The only use cases for fixed-size NatX/IntX types in Motoko are for interaction with external data formats that use them, and for the implementation of algorithms that inherently use 32/64-bit integer arithmetics, e.g., many crypto algorithms.

1 Like

I don’t understand:

  1. Nat32 is 32 bit, why does it need to be boxed?

  2. Nat64 is 64 bit, why it is not two (unboxed) 32-bit words?

Because Motoko is a GC-ed, polymorphic language. And as such it needs to use a uniform representation, where every type is representable in a single word, minus 1 bit to distinguish pointers. Representations can be flattened in some circumstances (e.g., in locals), but not in general (e.g., as individual values in memory).

1 Like

What about working with [Nat8] and Blob. Is there a more efficient way to use Nats? Should we have conversions from [Nat] to blob? Or since these are less than 32 bits are they efficient enough?

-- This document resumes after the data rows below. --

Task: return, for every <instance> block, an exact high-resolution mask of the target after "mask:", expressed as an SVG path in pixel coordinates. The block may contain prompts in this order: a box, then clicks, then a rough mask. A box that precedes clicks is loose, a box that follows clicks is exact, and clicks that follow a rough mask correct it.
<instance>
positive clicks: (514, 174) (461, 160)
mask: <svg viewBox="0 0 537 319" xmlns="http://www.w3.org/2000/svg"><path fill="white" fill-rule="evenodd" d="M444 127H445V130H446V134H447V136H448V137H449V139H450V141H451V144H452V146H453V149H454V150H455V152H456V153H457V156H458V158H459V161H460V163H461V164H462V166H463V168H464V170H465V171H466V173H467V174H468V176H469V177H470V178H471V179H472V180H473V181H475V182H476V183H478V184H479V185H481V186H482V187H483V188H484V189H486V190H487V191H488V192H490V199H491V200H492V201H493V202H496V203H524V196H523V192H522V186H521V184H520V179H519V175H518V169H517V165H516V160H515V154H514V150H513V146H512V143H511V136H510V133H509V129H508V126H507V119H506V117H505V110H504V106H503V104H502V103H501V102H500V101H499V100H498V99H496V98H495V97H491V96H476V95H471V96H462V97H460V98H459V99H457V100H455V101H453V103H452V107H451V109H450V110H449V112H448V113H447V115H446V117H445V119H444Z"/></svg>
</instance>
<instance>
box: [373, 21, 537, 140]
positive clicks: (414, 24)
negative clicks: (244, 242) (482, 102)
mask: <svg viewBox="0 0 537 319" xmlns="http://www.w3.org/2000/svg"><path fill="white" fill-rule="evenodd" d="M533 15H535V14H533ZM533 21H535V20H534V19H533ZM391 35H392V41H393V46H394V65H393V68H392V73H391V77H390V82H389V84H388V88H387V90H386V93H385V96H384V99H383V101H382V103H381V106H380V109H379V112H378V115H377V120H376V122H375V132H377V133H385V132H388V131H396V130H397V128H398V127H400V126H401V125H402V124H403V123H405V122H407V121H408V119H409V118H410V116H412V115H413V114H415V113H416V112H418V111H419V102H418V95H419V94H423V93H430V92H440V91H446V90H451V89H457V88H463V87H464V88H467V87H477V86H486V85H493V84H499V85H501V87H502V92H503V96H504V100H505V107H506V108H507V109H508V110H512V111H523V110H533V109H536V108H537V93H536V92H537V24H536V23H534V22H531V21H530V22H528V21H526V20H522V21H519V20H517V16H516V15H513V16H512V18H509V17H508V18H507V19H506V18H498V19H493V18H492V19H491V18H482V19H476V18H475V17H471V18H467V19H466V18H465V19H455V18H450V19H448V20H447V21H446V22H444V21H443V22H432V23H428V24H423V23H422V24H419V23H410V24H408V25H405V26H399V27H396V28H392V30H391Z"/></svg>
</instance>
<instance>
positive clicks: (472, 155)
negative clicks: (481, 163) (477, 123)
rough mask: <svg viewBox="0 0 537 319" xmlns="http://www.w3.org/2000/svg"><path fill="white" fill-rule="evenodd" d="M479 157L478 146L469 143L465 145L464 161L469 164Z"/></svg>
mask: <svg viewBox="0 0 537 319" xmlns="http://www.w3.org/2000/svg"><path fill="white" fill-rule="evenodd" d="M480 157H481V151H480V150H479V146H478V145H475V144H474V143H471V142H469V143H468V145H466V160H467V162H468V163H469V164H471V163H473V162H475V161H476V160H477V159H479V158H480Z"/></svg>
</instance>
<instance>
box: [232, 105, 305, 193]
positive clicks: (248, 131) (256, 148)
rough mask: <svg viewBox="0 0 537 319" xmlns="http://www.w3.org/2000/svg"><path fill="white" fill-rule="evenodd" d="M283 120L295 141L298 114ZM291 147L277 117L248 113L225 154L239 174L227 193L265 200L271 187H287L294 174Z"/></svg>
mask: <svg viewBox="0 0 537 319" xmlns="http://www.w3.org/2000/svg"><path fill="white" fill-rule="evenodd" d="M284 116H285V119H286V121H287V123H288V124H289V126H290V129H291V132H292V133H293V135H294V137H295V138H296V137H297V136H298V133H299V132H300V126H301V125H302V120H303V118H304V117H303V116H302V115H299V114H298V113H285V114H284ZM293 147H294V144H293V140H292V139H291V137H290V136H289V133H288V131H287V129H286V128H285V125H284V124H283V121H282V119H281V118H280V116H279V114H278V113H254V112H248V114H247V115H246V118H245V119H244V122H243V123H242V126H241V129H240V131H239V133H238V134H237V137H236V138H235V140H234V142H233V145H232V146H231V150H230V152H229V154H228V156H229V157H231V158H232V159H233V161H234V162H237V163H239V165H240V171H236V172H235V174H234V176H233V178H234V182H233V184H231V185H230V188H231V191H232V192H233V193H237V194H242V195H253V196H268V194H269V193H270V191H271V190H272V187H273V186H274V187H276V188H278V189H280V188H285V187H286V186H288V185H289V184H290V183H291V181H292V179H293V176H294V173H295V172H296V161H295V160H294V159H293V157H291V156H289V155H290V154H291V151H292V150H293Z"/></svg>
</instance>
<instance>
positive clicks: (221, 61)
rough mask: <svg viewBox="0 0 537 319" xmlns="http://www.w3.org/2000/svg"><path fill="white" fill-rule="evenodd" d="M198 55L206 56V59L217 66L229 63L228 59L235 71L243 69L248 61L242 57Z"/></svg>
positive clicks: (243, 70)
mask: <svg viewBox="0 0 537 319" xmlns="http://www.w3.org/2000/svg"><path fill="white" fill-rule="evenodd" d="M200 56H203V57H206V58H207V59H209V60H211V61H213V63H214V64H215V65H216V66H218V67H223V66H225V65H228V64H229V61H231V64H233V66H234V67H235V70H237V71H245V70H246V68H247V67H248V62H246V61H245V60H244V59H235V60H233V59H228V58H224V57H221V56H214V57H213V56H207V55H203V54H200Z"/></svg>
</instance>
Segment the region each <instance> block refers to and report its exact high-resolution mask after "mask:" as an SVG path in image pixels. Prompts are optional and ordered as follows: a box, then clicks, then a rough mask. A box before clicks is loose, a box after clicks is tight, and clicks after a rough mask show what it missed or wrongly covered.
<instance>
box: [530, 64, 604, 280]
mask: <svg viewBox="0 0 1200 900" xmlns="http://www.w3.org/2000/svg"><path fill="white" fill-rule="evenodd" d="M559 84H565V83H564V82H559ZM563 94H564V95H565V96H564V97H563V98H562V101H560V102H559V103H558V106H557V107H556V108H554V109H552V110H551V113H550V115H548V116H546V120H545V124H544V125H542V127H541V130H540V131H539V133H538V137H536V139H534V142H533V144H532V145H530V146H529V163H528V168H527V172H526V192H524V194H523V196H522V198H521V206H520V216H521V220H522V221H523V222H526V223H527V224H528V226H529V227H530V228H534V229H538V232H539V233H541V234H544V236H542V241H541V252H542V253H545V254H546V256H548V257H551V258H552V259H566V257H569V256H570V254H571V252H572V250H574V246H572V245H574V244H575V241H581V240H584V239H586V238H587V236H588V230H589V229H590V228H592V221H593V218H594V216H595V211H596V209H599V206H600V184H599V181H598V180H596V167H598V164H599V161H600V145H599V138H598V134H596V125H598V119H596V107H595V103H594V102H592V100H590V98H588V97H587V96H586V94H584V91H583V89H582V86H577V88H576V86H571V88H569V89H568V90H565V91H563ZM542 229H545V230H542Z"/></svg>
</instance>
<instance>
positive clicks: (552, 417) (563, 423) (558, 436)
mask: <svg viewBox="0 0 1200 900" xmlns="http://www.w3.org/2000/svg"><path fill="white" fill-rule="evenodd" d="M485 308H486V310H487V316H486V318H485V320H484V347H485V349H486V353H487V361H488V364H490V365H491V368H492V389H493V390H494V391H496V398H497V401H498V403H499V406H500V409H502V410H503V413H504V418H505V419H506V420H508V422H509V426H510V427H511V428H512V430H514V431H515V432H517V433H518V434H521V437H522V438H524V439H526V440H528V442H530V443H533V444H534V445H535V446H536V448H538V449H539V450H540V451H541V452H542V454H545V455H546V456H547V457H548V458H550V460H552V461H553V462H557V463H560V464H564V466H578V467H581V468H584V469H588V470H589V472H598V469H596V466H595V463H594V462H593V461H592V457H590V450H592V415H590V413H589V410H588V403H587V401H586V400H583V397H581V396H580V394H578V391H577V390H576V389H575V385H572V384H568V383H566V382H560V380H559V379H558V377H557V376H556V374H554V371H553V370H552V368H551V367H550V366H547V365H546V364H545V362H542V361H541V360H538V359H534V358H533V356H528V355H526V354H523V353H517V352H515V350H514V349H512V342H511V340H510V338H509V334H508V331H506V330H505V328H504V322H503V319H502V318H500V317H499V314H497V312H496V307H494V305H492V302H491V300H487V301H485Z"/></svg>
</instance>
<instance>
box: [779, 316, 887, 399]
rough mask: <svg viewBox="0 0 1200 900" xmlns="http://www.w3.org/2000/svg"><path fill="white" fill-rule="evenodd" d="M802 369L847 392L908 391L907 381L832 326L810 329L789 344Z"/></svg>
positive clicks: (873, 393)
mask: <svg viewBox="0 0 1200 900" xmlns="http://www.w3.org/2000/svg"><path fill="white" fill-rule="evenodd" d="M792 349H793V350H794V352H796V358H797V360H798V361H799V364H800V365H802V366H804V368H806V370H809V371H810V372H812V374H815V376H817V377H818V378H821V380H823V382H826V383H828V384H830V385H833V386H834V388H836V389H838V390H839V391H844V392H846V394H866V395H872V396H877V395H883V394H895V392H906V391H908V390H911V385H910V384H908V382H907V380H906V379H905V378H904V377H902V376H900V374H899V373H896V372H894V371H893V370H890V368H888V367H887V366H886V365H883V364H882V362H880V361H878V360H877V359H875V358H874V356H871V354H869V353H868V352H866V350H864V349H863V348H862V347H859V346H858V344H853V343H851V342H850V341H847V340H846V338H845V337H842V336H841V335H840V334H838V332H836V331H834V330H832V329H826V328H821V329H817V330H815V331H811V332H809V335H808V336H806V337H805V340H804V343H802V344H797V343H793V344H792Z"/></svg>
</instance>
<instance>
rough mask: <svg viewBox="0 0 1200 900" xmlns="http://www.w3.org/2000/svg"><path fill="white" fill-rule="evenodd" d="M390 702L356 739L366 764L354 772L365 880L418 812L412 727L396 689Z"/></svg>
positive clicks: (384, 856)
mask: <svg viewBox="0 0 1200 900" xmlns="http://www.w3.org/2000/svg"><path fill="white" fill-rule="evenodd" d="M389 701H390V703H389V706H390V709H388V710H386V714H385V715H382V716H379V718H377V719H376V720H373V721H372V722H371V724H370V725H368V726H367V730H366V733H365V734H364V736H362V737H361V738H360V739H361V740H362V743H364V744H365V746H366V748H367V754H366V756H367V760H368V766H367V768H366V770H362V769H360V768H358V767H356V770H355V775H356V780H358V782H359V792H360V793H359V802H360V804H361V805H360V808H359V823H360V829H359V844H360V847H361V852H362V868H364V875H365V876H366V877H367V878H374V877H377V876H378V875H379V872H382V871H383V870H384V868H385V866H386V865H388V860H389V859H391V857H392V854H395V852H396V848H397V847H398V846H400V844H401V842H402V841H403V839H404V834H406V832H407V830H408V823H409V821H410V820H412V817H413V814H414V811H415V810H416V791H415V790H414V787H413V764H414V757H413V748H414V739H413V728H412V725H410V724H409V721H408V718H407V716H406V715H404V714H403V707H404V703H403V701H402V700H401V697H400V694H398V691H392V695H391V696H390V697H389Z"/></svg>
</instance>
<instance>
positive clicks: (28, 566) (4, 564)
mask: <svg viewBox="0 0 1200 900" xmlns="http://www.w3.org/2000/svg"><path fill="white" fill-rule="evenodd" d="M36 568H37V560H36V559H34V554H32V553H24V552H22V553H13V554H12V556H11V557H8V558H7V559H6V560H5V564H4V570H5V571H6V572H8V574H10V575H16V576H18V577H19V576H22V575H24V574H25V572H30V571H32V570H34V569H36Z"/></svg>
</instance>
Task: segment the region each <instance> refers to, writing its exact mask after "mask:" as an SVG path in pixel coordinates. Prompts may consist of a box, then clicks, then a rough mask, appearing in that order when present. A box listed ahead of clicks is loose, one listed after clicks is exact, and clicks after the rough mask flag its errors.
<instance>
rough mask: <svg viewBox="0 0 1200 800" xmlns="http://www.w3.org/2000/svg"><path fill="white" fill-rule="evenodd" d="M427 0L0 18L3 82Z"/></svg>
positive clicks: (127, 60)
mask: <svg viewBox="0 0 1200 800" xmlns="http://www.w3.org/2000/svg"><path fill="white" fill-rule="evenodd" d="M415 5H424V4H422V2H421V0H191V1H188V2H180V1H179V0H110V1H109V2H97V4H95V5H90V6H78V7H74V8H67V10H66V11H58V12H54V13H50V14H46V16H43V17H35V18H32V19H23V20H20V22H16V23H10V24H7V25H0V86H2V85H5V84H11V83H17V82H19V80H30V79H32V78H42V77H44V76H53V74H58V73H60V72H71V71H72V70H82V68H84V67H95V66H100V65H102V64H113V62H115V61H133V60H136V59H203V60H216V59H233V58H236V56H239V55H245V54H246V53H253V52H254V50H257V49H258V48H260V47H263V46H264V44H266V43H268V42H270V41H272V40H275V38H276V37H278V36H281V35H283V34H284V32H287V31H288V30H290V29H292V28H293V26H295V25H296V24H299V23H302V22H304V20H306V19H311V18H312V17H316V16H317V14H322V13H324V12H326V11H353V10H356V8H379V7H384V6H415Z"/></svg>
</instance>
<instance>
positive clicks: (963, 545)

Yes, Nat8/16 aren’t boxed.

It would be nice to have specialised representations for arrays with small element types. The trade-off is that it would make accesses to arrays of generic element type significantly more expensive, because they’d need to inspect and dispatch on the type. Hence Motoko currently does not do that, though it has been discussed repeatedly in the team, and may happen eventually.

But right now that means that a [Nat8] takes up 4x the space of a Blob in memory (though not on wire). That’s the reason why Blob was introduced in the first place.

FWIW, specialising arrays with larger element type, such as unboxing the elements in [Nat32] or [Nat64], would be even more costly, because then reads would involve a boxing allocation in many situations.

1 Like

I think I have to correct myself here. I should have said “For a value of the same small size Nat and Nat32/Nat64 behave essentially the same.” As soon as the values cross into 31 bits, i.e. when boxing happens, the differences start to show. I measured storing Nat/Nat32/Nat64 in an array. When the values are <= 30 bits it is 4 bytes per entry for all of the three types. When the value is 31 bits then it is 12 bytes per entry for Nat32, 16 bytes for Nat64 and 152 bytes for Nat.

So I think the answer to OP’s question could be yes. If he uses Nat64 now then it is as memory efficient as it can be while there are < 2^31 keys (which will certainly be the case with 32 bit memory). When a switch to 64 bit memory happens and there are >= 2^31 then Nat64 is more memory-efficient than Nat.

It is unclear from OP’s if the keys are purely internal or if they are user supplied. It should be noted that in candid Nat32 serializes to 4 bytes and Nat64 to 8 bytes fixed length regardless of the value inside it. While Nat serializes to variable length, so can be more efficient on the wire. It could be important if it’s a high volume application.

I don’t believe that’s correct. When the values are ≤ 30 bits, it’s indeed 4 bytes for Nat, but should still be 12 resp 16 bytes for Nat32/64, because they are always boxed in memory.

No, Nat32/Nat64 aren’t always boxed to my knowledge and according to my measurements. I measured an array. Does that make a difference for what we are saying? An array of n elements of type Nat32 takes 4*n + c bytes if all values are <= 30 bits.

1 Like

I also see the same behavior in my measurements. Nat/Nat32 take the same amount of space when they are <= 30bit. Above that Nat will start going crazy (Bigint path). It will hugely increase cycle consumption for arithmetic operation (especially for division and remainder which become crazily expensive - like 10x lower overall performance) and start producing garbage for arithmetic operations. Even if they are <= 30bits arithmetic operations are a lot faster for Nat32 (especially wrapping ones) because Nat will need to perform overflow checks on every arithmetic operation.